Capitolo 6 - Seba
L'esercito di Benaco era organizzato in tre reggimenti: i Gheppi, la fanteria; gli Sparvieri, i tiratori; e i Falchi, la cavalleria; per un totale approssimativo, tra soldati semplici, tenenti, sergenti, musici e sbandieratori, di seicento uomini pronti alle armi. A nessuno di loro, purtroppo, venivano risparmiate le noiosissime ronde lungo il perimetro del palazzo e della città.
"Sei pensieroso, Seba".
Rientrato a Benaco da ormai quasi una settimana, Seba era riuscito a evitare la duchessina Beatrice con grande accuratezza. Non poteva permettersi un'altra scivolata da cascamorto e, dal momento che la sua vicinanza non sembrava favorire l'uso del buonsenso, per limitare ogni rischio aveva deciso di risolvere il problema alla radice battendo in ritirata. Era quindi tornato alle sue faccende da soldato con un stato d'animo che era insieme sollevato e rassegnato.

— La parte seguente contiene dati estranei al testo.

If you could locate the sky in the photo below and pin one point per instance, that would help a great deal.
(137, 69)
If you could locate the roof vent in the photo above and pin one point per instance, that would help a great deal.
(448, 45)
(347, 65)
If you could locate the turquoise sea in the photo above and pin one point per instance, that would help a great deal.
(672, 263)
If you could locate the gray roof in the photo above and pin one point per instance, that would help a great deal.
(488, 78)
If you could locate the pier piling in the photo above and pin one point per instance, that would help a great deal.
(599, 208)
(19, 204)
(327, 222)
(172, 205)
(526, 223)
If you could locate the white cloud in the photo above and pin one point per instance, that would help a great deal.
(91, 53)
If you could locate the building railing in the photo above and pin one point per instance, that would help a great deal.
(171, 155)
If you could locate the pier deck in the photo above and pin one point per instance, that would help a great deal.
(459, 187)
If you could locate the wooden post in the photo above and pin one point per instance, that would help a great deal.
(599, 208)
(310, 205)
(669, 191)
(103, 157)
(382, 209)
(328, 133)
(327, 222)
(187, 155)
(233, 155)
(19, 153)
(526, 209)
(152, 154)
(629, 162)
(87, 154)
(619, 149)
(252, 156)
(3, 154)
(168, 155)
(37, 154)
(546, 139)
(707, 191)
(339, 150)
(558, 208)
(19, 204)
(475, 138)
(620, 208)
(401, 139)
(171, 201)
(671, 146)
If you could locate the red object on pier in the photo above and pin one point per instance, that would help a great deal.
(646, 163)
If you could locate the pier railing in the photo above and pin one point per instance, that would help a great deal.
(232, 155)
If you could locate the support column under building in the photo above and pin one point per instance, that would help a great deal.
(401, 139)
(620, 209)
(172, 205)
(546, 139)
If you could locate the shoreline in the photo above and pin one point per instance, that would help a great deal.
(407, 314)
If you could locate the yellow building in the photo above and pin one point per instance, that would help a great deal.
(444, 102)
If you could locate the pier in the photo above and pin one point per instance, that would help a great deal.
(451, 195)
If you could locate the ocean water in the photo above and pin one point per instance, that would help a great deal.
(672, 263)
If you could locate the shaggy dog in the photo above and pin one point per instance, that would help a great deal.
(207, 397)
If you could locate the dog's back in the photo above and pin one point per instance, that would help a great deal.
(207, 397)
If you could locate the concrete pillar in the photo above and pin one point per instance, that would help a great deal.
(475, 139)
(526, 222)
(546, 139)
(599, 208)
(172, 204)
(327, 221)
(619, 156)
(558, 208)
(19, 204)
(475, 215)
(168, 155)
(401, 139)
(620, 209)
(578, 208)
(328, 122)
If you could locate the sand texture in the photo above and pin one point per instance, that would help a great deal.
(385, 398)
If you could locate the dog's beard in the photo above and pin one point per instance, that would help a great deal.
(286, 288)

Al commento della collega, Seba si riscosse. Ruth Malloi, sua attuale compagna di pattuglia, lo stava fissando con uno sguardo che non gli piaceva per niente.
"Sto bene" si limitò a dire.
"Mmh. Sei strano da quando sei tornato dalle Silene". E di nuovo quello sguardo, quello che avevano sempre le donne quando si trovavano davanti a un mistero da risolvere.
Sentendosi trasparente come vetro, Seba valutò se mentire ancora. Non fu necessario.
"Stai ancora pensando a Fossalta?" gli chiese la donna con tono canzonatorio. "Povero bimbo. Immagino che tu ti sia preso un bello spavento...".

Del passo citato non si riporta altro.